Why do older men become bi-curious?

Lots of valid points. I think another part of it is that married men in their 50s and 60s have few or no really close friends since most of us have let our wives take charge of our social lives. So we don't have anyone with whom we feel comfortable talking about really personal stuff. One of the unconscious appeals of a regular "buddy" may be to have someone to open up to without having to worry about being judged. After all, if you have gotten past the sexual taboo and shared that level of intimacy, you can probably safely talk about anything. Random hook ups are not going to provide that but when you are in your 60s just getting off may not be enough. Ironically I think you might have to start with the sex because once a friendship is established without that part I'm not sure how you introduce it without unacceptable risks.
Of course all of this is just abstract musing. I haven't figured out how to act on it.
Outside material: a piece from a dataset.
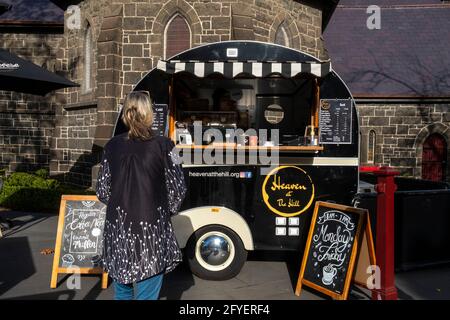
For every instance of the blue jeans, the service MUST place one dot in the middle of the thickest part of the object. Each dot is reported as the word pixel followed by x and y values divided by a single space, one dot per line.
pixel 147 289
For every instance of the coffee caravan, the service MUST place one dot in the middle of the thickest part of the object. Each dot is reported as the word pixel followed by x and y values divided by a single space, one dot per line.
pixel 262 103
"Ironically I think you might have to start with the sex because once a friendship is established without that part I'm not sure how you introduce it without unacceptable risks. "

I absolutely agree.
 
I've played with my cock for 50 years and thought it might be fun to play with an other.Also,this is weird,is it not so bad to just have sex play with a guy who wants only the same.Whereas you are not cheating with an other woman?
 
"Ironically I think you might have to start with the sex because once a friendship is established without that part I'm not sure how you introduce it without unacceptable risks. "

I absolutely agree.

If you have close friends, there may be one who you feel you could drop some hints and see what happens. Often we have friends becuse we have an attraction to them to begin with.
 
If you have close friends, there may be one who you feel you could drop some hints and see what happens. Often we have friends becuse we have an attraction to them to begin with.
Weirdly the thought of sex with any of my friends feels more wrong than sex with a stranger where the possibility of sex is out in the open from the first meeting. Obviously I'm confused LOL
 
Interesting comment

If you have close friends, there may be one who you feel you could drop some hints and see what happens. Often we have friends becuse we have an attraction to them to begin with.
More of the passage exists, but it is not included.